Unlike bacterial meningitis, which hits suddenly, fungal meningitis tends to develop gradually over days to weeks. Symptoms overlap with other types (headache, fever, stiff neck, sensitivity to light) but build slowly, which can delay diagnosis. Treatment requires long courses of antifungal medication, often administered in a hospital setting, and recovery takes considerably longer than viral meningitis.
Parasitic and Amebic Meningitis
Parasitic meningitis is very rare in the United States. The most well-known form is primary amebic meningoencephalitis (PAM), caused by Naegleria fowleri, a single-celled organism that lives in warm freshwater and soil worldwide. Infection happens when contaminated water enters the nose, typically while swimming or diving in warm lakes, ponds, or rivers. The organism travels from the nasal passages directly to the brain.
PAM has also occurred when people used contaminated tap water to rinse their sinuses, and in very rare cases from recreational water features like splash pads that lacked adequate chlorine. Naegleria fowleri cannot infect you through swallowing water. It must enter through the nose. PAM is almost always fatal and progresses rapidly, with death typically occurring within days of symptom onset. Fortunately, it is extremely rare.
Other parasitic causes exist but are even less common in developed countries. These parasites are typically picked up from contaminated food, water, or soil, and the infections are not spread person to person.
Non-Infectious Meningitis
Not all meningitis is caused by germs. Non-infectious meningitis occurs when something other than a virus, bacterium, fungus, or parasite triggers inflammation of the membranes surrounding the brain. Common causes include autoimmune diseases, certain medications, cancers that have spread to the central nervous system, and head injuries or brain surgeries.

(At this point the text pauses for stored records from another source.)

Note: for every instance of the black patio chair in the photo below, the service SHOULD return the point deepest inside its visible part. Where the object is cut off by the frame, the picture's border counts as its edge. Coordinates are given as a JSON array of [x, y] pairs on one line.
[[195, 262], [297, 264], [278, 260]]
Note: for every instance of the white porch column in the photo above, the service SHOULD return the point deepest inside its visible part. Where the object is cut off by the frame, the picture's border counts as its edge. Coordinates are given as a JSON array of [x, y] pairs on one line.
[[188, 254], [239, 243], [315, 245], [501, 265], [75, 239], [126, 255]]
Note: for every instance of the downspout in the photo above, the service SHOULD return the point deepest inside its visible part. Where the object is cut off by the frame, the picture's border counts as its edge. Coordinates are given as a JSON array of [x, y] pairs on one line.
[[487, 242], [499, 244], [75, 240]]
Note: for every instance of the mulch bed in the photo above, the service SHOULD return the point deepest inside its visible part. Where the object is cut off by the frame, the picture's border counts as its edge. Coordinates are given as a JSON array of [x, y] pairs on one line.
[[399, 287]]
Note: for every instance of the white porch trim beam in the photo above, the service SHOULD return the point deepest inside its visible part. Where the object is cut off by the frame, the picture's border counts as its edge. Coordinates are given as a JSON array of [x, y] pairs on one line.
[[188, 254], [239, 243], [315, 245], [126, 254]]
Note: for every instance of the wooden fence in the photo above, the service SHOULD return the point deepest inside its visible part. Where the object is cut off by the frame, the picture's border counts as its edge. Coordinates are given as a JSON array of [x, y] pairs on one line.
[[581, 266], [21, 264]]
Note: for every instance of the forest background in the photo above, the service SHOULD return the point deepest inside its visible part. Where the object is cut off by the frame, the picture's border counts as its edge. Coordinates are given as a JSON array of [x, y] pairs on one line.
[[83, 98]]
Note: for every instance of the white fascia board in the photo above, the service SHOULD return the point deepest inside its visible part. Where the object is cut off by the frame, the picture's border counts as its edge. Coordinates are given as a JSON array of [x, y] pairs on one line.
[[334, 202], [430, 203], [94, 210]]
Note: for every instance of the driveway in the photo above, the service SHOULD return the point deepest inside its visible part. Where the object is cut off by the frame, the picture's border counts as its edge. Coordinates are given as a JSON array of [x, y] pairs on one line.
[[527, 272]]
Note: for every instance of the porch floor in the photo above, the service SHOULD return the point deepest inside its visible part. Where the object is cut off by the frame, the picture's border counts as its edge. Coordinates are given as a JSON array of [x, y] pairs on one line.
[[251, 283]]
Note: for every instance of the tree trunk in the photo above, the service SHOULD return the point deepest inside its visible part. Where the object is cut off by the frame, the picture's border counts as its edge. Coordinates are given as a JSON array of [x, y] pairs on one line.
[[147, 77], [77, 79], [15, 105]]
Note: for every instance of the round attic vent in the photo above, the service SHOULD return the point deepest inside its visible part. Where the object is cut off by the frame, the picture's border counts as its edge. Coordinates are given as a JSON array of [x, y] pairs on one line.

Autoimmune conditions particularly associated with non-infectious meningitis include lupus, rheumatoid arthritis, Sjögren syndrome, and Crohn’s disease. People with HIV or a blood disorder called idiopathic thrombocytopenic purpura also appear to be at higher risk. On the medication side, common anti-inflammatory painkillers (NSAIDs like ibuprofen), certain antibiotics, and some anti-seizure drugs have all been linked to drug-induced meningitis. Symptoms mimic infectious meningitis, which makes diagnosis tricky. The key difference is that removing the offending trigger, whether it’s a medication or treating the underlying condition, typically resolves the inflammation.

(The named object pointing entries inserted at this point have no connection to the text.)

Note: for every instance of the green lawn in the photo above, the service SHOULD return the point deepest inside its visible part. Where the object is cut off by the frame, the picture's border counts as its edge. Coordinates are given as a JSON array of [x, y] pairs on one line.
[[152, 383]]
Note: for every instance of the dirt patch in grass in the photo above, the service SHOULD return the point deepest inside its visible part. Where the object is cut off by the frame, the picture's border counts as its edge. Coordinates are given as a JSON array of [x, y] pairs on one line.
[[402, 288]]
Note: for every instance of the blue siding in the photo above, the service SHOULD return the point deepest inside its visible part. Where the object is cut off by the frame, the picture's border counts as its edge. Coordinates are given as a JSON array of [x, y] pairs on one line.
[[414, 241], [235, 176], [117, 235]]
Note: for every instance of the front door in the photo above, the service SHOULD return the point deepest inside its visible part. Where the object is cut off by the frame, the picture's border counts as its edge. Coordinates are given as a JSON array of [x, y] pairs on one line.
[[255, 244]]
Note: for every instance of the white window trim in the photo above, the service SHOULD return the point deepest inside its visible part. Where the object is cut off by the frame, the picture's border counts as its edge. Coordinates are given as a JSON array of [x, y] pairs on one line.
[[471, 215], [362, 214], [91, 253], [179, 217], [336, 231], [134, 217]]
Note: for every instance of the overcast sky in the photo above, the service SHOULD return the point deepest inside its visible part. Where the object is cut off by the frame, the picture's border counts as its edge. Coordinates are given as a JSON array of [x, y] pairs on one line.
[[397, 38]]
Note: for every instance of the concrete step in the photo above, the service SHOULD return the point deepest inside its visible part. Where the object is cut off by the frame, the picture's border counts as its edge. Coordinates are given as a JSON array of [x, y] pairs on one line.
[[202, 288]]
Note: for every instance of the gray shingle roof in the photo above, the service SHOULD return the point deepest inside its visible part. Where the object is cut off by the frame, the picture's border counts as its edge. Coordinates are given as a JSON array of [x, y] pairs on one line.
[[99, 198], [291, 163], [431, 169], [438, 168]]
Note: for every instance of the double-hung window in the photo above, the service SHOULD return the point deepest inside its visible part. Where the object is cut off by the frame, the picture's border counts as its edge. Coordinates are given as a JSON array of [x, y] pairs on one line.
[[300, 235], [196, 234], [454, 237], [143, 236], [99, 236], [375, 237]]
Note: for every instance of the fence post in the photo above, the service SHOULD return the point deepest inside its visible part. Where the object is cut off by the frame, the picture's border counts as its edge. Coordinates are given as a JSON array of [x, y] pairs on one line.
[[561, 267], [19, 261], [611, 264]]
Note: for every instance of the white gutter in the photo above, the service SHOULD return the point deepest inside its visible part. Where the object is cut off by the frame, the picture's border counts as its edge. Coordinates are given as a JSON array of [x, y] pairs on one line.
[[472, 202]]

Vaccines That Prevent Meningitis
Several vaccines target the most dangerous bacterial causes. In the U.S., the CDC recommends all 11- to 12-year-olds receive the MenACWY vaccine, which protects against four strains of meningococcal bacteria (serogroups A, C, W, and Y), with a booster at age 16. This timing matters because meningococcal disease peaks during the late teen years, when close living quarters like dorms increase transmission risk.
A separate vaccine, MenB, covers serogroup B meningococcal disease. The CDC doesn’t universally recommend it for all teens but suggests a shared decision between the patient and their doctor, ideally given between ages 16 and 18 for maximum protection during the highest-risk years. A newer combination vaccine, MenABCWY, covers all five serogroups in one shot and can be used when both vaccines are due at the same visit.
Beyond meningococcal vaccines, routine childhood immunizations against Haemophilus influenzae type b (Hib), pneumococcus, measles, mumps, and varicella all reduce meningitis risk. The dramatic decline in childhood bacterial meningitis over the past few decades is largely thanks to these vaccines. For viral meningitis, no specific vaccine exists for the enteroviruses that cause most cases, though good hand hygiene and avoiding close contact with sick individuals lower your risk.